What is the point of reiterating, as he did in the same speech, the assessment of a “positive February 20 agreement” when more or less everybody perceives that they have tied the hands of the government without securing the slightest relaxation of the liquidity stranglehold?
How many people still believe that the “Brussels group” and the “technical teams” are something different from the troika, that the so-called “fifth review of the current program” has been taken off the table, when it is in the title of the forty-seven-page document of the Greek proposals, and even that there is no memorandum anymore?
Aren’t these continual verbal tricks in any case an implicit avowal of failure (when we can’t change something we change its name) and at the same time a symptom of progressive breakdown of the language of politics generally?
Time to Break
With his monumental work “In Search of Lost Time,” Marcel Proust[1] demonstrated what Heraclitus had encapsulated in his famous quotation, “You cannot step twice into the same river.” The lost time is irrevocably past and its revival, as guided by memory, is impossible except as narrative reconstruction operating at another level, that of language and imaginary reinvention. And to achieve this, Proust ceased living. He arrested the flow of time, as it were, for himself, so as to allow his writing to stage its confrontation with the experience of loss.
But, even so, this French writer has something pertinent to say to those who choose to do the opposite of what he himself did, to those who continue living and acting in this world, with an awareness, though, that everything retains a trace of the past, which is nothing else than the savor of the unfulfilled. Only the creation of new time can vindicate what has been wounded by time past.
In that sense nothing has greater relevance today than Syriza’s program, than the commitments it undertook and which made possible its historic electoral victory. Not despite but precisely because we know that its implementation cannot happen in the way we initially imagined. A new start does not mean a beginning from square one. But neither is it possible without a break from what has gone before.

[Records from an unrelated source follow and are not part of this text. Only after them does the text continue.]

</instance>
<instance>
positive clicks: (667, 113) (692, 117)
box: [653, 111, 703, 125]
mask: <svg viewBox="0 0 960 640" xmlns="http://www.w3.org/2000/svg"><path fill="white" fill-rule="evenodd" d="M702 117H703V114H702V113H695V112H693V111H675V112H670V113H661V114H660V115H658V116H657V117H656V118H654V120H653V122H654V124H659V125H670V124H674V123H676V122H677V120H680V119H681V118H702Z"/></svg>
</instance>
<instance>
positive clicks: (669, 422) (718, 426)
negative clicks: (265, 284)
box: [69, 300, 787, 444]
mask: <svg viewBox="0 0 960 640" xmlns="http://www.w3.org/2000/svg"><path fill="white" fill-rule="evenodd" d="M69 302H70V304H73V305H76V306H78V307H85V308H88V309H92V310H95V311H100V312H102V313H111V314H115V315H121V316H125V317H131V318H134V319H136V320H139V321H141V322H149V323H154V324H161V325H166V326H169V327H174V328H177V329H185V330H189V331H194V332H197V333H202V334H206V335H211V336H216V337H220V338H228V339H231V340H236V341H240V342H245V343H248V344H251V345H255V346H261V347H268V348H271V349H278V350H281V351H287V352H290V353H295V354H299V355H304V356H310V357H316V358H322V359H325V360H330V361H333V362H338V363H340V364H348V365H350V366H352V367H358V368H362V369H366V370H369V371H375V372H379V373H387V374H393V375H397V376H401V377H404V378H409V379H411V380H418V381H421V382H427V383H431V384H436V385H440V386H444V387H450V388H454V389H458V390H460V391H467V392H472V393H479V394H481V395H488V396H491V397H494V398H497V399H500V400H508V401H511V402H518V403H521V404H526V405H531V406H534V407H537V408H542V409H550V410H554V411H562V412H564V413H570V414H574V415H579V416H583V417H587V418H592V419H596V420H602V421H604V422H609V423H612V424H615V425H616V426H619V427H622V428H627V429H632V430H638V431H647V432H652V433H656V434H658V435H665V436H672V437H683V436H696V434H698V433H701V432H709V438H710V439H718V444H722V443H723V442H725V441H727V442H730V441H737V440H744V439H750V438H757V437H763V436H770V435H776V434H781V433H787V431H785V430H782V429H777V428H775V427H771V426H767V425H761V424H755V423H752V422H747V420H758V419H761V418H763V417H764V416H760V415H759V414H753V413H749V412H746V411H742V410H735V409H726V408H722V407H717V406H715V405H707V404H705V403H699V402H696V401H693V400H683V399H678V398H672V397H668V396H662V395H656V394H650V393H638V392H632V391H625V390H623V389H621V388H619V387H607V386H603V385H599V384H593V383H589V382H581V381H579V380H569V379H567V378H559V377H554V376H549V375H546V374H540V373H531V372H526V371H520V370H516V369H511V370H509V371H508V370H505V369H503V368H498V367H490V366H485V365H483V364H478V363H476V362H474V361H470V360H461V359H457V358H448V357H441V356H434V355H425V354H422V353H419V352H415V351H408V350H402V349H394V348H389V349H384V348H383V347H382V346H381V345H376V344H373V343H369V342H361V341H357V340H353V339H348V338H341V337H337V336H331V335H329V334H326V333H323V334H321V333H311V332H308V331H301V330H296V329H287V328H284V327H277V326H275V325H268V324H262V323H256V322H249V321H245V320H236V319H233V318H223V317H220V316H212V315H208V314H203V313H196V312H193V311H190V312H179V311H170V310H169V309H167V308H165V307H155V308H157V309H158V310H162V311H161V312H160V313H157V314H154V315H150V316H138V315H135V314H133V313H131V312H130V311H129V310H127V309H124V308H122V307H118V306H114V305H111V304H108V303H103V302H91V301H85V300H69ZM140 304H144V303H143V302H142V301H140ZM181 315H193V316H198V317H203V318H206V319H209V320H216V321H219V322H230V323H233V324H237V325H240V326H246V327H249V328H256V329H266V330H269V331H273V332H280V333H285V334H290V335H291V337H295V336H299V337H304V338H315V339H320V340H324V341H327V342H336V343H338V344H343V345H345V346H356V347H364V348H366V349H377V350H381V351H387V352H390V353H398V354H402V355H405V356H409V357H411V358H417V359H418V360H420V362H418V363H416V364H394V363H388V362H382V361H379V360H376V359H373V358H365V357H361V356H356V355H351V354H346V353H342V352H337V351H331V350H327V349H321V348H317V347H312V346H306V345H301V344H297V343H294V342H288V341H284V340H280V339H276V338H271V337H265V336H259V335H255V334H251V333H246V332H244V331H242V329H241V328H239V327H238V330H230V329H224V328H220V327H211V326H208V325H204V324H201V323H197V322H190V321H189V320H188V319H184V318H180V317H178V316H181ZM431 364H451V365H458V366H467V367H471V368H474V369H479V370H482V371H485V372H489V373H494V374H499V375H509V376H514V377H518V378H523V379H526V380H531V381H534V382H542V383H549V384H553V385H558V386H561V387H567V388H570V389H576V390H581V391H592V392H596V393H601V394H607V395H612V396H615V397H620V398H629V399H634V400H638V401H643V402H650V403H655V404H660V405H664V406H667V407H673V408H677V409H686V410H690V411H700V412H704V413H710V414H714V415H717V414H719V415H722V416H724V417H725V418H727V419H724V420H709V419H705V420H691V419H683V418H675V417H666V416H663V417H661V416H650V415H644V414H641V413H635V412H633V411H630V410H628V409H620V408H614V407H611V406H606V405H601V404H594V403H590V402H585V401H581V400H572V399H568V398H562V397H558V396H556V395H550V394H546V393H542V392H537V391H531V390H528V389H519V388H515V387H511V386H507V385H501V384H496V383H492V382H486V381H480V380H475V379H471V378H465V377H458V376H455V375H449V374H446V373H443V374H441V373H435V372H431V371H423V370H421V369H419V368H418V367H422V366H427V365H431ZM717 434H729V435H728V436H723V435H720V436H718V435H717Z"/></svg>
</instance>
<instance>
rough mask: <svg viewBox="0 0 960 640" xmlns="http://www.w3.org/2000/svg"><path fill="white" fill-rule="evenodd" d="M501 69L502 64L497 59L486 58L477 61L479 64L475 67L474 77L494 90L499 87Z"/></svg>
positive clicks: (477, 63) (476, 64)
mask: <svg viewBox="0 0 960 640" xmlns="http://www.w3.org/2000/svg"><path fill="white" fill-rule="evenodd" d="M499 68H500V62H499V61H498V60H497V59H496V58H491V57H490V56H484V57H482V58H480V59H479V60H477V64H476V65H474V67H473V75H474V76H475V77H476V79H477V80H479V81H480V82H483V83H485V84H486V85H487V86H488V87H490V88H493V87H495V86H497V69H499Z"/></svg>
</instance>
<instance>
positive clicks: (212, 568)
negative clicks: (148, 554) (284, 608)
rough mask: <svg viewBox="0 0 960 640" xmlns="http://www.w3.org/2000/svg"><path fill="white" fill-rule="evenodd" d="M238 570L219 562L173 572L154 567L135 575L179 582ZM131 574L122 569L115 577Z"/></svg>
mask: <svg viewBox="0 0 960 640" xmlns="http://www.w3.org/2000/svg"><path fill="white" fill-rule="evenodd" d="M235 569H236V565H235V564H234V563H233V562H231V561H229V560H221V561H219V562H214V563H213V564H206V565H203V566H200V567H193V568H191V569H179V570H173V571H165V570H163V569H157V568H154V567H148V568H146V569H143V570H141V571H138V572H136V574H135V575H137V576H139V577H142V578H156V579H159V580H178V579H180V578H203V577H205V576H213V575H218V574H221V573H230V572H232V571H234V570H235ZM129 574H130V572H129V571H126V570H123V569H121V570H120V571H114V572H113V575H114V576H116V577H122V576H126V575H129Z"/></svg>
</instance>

The government, Syriza, the people of Greece, today find themselves confronted by a dilemma which can be formulated in an abruptly simple way: capitulation or a break, surrender or an open wager with the future. The latter option undoubtedly entails risk, but the former has nothing to offer but the security of deathly, interminable agony.
The future is still open, and will remain so for a brief span of time. In any case, no one can say what Proust would have done if he had not tasted that little piece of cake that the French call “madeleine.”
[1] Pavlos Zannas (1929–1989) started translating the work of Marcel Proust in the prison to which he had been consigned for his action against the military dictatorship. When his fellow prisoners, or later commentators, asked him why, in the given circumstances, he had not chosen to engage himself with something “more political” he said that to translate Proust precisely in those circumstances was a political act par excellence and an inseparable part of his activity in the resistance against the dictatorship.
Dedicated to the memory of Pavlos Zannas. Translated by Wayne Hall.